With a new rival offer for SPH, we list down the list of possible scenarios that Keppel may undertake in response to the new competitive bid.
Option 1: Keppel exercises “Switch Option” and returns with a revised offer. Under the Switch Option, Keppel will make the offer on the same or better terms as those which apply to the Scheme. We believe Keppel is well-positioned to enhance and unlock the value of SPH’s portfolio as the two companies are already partners in businesses such as M1, Prime US REIT (PRIME SP, TP: US$0.94) and the development of the data centre at Genting Lane in Singapore. We believe Keppel could return with another offer to reap the synergies from the acquisition.
In such a scenario, we believe the gearing could be pushed higher. Keppel had a net gearing of 0.76x as at end-Sept 21, we believe Keppel could propose another offer while keeping net gearing at ~1x. We see the possibility of Keppel doing a rights issue in order to keep gearing levels manageable.
Option 2: Keppel abstains from making another offer. It walks away from the deal and takes the $34mn break fee, which translates to about 1.86 Singapore cents earnings per share accretion.
Option 3: Competitive situation in the absence of any agreement between the parties as to any alternative procedure for resolving this competitive situation. The Auction Procedure, provided for by the Securities Industry Council will apply, in order to provide an orderly framework for its resolution.

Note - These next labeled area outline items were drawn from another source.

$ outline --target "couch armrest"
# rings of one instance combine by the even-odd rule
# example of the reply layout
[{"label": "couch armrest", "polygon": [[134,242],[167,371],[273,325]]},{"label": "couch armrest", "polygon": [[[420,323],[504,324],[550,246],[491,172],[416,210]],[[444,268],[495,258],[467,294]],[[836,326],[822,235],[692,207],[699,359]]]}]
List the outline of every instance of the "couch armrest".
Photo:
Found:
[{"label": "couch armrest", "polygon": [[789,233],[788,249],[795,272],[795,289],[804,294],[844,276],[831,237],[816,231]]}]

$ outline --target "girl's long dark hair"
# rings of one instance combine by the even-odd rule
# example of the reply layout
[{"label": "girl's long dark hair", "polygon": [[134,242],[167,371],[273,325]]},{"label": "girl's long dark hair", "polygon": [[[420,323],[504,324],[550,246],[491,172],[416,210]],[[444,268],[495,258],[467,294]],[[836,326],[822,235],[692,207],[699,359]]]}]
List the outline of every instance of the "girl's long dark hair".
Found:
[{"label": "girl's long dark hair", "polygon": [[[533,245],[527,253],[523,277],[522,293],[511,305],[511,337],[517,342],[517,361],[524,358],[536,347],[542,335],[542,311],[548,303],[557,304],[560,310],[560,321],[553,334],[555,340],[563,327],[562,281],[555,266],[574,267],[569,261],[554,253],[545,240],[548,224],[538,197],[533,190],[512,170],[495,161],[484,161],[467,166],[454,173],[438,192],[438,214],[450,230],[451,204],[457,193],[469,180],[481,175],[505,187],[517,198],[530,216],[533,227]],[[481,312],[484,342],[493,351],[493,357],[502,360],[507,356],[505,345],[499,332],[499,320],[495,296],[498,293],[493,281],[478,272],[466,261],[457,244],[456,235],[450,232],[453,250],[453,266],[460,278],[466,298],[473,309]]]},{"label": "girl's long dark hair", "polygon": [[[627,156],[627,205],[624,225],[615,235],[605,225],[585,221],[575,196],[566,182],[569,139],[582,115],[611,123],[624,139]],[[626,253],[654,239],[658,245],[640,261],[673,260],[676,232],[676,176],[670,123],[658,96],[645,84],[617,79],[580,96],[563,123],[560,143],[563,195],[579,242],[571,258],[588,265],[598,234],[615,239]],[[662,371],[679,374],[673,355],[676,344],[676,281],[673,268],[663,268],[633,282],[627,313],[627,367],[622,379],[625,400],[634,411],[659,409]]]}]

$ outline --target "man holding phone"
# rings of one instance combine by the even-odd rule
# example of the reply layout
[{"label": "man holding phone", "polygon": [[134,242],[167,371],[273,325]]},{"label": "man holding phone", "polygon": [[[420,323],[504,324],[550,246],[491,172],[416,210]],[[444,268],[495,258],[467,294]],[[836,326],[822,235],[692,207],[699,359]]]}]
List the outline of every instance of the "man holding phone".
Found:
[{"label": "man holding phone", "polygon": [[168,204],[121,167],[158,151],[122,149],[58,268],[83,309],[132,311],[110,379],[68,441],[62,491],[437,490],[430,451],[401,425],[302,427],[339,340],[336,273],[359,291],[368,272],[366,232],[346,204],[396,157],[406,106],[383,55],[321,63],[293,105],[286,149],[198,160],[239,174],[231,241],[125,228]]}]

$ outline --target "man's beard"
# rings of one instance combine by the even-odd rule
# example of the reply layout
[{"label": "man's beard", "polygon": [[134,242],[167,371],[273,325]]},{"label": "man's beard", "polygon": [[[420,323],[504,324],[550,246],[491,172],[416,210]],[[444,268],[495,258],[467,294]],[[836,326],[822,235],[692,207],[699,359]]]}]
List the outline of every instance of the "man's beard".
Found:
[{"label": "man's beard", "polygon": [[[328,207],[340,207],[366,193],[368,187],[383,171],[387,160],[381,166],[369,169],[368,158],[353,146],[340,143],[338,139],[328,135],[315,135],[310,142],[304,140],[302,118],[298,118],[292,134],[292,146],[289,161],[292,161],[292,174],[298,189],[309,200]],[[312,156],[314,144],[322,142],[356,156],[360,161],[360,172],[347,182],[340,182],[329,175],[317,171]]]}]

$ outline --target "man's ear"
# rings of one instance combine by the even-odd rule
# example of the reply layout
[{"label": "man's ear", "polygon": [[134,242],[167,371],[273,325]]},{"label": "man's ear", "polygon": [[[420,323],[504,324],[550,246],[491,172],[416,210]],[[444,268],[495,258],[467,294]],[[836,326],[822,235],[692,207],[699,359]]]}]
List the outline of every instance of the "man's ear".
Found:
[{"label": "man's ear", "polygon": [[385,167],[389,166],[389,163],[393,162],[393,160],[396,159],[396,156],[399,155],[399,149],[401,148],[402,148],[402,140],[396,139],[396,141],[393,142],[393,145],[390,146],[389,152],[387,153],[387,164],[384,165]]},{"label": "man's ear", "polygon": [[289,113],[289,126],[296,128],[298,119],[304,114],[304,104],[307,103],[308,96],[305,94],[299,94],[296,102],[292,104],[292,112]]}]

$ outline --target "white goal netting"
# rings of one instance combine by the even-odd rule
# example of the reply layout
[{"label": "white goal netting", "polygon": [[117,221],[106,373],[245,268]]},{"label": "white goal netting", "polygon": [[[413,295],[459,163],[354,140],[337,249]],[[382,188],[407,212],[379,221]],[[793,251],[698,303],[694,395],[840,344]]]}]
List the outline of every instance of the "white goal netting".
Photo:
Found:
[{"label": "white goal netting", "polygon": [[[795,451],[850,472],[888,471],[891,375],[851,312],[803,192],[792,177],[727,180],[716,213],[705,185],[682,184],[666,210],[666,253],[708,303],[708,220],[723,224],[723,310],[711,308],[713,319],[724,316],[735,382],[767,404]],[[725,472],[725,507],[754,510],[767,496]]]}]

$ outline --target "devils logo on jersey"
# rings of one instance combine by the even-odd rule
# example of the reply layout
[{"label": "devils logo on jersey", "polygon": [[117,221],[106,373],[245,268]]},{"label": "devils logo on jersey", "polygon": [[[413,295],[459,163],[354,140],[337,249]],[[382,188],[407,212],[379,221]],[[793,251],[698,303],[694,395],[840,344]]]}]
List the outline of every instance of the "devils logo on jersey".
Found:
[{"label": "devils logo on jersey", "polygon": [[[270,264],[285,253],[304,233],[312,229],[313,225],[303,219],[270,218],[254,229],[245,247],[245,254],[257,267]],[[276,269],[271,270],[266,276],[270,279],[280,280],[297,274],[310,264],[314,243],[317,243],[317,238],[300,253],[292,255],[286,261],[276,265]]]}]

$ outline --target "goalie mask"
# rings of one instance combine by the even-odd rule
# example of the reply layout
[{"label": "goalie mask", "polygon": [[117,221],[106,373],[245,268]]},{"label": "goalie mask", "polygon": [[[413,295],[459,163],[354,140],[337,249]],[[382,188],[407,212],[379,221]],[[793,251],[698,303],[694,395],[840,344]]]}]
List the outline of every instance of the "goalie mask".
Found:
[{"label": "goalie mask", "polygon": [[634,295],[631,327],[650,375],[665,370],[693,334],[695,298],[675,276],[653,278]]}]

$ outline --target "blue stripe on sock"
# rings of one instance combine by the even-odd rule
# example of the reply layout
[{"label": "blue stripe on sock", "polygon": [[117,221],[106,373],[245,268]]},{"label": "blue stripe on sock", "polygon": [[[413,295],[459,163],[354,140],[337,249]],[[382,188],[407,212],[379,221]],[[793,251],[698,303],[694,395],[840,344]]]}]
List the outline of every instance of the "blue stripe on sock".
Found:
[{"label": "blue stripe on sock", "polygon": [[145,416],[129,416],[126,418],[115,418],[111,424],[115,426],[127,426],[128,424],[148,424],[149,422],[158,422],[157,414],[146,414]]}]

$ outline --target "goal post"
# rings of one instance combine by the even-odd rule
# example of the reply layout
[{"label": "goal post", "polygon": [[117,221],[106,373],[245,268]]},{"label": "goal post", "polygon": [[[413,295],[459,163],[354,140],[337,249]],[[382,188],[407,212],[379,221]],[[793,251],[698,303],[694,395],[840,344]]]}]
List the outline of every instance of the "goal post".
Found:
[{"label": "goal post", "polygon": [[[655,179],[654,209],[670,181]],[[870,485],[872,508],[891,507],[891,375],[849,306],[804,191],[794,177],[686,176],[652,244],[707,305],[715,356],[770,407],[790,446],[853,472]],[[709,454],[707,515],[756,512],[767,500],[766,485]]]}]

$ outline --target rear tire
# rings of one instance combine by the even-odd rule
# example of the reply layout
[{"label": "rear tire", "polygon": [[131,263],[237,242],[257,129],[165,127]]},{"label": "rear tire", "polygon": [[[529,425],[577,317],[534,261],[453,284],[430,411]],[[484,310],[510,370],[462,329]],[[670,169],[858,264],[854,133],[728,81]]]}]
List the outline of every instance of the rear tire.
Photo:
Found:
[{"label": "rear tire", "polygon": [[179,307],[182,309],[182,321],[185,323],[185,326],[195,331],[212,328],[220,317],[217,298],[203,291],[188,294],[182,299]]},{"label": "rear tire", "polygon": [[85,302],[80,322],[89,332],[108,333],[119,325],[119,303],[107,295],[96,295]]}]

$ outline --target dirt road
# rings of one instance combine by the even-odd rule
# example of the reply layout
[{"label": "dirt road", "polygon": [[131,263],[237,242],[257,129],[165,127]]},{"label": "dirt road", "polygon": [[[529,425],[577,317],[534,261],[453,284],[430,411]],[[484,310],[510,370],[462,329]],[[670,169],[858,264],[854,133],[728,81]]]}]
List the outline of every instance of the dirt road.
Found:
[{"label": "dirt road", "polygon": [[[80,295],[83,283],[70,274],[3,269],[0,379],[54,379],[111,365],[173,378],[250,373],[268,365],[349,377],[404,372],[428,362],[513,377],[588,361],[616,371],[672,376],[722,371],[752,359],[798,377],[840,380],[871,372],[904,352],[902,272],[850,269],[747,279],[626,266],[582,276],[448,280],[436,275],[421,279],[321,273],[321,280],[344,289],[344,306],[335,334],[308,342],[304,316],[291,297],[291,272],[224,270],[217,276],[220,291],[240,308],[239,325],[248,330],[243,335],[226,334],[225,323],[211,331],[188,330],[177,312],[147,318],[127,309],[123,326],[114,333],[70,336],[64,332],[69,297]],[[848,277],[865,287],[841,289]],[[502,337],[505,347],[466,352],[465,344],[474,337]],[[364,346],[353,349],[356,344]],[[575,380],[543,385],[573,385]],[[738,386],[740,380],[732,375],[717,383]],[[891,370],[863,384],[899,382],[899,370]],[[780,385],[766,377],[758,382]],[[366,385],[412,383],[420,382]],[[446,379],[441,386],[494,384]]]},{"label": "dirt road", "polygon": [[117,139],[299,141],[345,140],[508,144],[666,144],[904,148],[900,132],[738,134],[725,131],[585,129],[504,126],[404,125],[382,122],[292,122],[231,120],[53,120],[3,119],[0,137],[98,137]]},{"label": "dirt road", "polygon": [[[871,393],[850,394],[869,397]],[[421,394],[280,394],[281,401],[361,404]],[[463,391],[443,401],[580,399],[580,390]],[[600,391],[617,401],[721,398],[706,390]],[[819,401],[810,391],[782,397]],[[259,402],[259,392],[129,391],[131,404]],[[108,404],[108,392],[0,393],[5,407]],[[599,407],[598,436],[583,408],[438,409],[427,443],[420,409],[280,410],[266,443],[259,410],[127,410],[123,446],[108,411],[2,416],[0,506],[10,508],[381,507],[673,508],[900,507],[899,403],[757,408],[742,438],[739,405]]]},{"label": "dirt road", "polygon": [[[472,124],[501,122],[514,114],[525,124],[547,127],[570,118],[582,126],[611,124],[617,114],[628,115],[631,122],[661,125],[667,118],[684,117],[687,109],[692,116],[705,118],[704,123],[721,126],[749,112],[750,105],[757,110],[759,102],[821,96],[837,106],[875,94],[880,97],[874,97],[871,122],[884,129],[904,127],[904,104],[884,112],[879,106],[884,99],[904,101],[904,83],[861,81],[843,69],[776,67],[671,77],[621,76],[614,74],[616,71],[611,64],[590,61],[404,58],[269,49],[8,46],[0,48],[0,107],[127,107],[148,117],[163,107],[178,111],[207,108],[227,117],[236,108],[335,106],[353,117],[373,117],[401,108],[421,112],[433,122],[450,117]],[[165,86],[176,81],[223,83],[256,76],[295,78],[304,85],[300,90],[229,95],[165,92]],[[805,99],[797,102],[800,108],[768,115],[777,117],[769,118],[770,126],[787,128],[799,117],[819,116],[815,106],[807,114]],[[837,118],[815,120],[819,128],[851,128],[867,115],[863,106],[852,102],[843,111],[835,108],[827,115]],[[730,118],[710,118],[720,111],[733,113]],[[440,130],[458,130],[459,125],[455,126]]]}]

Mechanism – In an Auction Procedure, either or both offerors may announce a revised offer on the Auction start date. An offeror shall then be able to announce a revised offer on the next day, provided that the offeror has announced a revised offer on the Auction start date. The only manner in which either offeror may revise its offer is by unconditionally increasing the cash consideration payable under its offer by a fixed amount of at least S$0.01. The process described above shall continue, on sequential days unless and until, on any given day, neither offeror announces a revised offer, in which case the Auction Procedure shall end at 6 pm on the day in question.
Keppel previously announced they have received bids for its logistics business, which are currently being evaluated. We expect that a binding offer could take place before the end of the year.
Keppel O&M and Sembmarine (SMM SP, Non-rated) are in preliminary discussions on a potential combination. The timeline for the parties to reach an agreement has been extended to the 1Q22 from 4Q21. While nothing has been firmed up, we view the discussions positively as it provides better clarity on the fate of its O&M unit. With the overhang removed, along with the planned divestment of its logistics unit, we believe Keppel will be re-rated.
The proposed transactions are expected to be earnings-accretive for Keppel in the current financial year on a pro-forma basis, although there is no guarantee of completion by this year. The group’s net debt should fall as a result of the deconsolidation of Keppel O&M and receipt of part of the consideration from the merged entity. Distribution in specie of the merged entity will, however, reduce Keppel’s shareholders’ funds. Overall, net gearing is not expected to be much affected by the transactions.